- Date: 23–30 March
- Edition: 14th
- Category: World Series
- Draw: 32S / 16D
- Prize money: $210,000
- Surface: Clay / outdoor
- Location: Casablanca, Morocco

Champions

Singles
- Andrea Gaudenzi

Doubles
- Andrea Gaudenzi / Diego Nargiso
- ← 1997 · Grand Prix Hassan II · 1999 →

= 1998 Grand Prix Hassan II =

The 1998 Grand Prix Hassan II was an Association of Tennis Professionals men's tennis tournament played on outdoor clay courts in Casablanca, Morocco.

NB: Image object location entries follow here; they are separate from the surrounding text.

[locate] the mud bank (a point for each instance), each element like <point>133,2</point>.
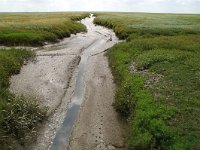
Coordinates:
<point>74,72</point>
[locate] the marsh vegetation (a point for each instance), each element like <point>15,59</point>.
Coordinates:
<point>32,29</point>
<point>157,71</point>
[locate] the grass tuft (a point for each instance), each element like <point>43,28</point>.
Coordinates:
<point>165,114</point>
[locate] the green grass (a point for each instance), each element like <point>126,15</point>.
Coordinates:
<point>36,28</point>
<point>164,47</point>
<point>19,116</point>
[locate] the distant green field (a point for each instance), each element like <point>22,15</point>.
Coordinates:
<point>36,28</point>
<point>157,71</point>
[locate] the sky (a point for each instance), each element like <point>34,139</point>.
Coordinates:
<point>155,6</point>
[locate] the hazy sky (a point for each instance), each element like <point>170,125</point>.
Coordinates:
<point>166,6</point>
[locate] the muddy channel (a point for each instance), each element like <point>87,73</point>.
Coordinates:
<point>72,78</point>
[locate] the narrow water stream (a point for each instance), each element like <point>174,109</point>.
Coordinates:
<point>58,79</point>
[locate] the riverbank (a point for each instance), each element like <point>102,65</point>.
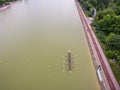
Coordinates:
<point>5,7</point>
<point>96,51</point>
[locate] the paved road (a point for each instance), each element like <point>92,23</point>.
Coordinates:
<point>113,85</point>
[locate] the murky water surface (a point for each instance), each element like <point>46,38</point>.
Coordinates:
<point>35,36</point>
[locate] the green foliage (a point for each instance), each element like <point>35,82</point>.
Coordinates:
<point>110,23</point>
<point>107,25</point>
<point>4,1</point>
<point>113,43</point>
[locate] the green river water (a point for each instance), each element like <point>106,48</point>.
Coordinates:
<point>35,36</point>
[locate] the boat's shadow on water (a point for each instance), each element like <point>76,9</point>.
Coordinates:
<point>70,62</point>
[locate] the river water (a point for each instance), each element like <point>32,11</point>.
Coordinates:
<point>35,36</point>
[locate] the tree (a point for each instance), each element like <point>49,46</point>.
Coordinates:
<point>113,43</point>
<point>110,23</point>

It was the 14th edition of the tournament and was held from 23 March until 30 March 1998. Fourth-seeded Andrea Gaudenzi won the singles title.

==Finals==
===Singles===

ITA Andrea Gaudenzi defeated ESP Álex Calatrava 6–4, 5–7, 6–4
- It was Gaudenzi's 2nd title of the year and the 3rd of his career.

===Doubles===

ITA Andrea Gaudenzi / ITA Diego Nargiso defeated ITA Cristian Brandi / ITA Filippo Messori 6–4, 7–6
- It was Gaudenzi's 1st title of the year and the 2nd of his career. It was Nargiso's only title of the year and the 4th of his career.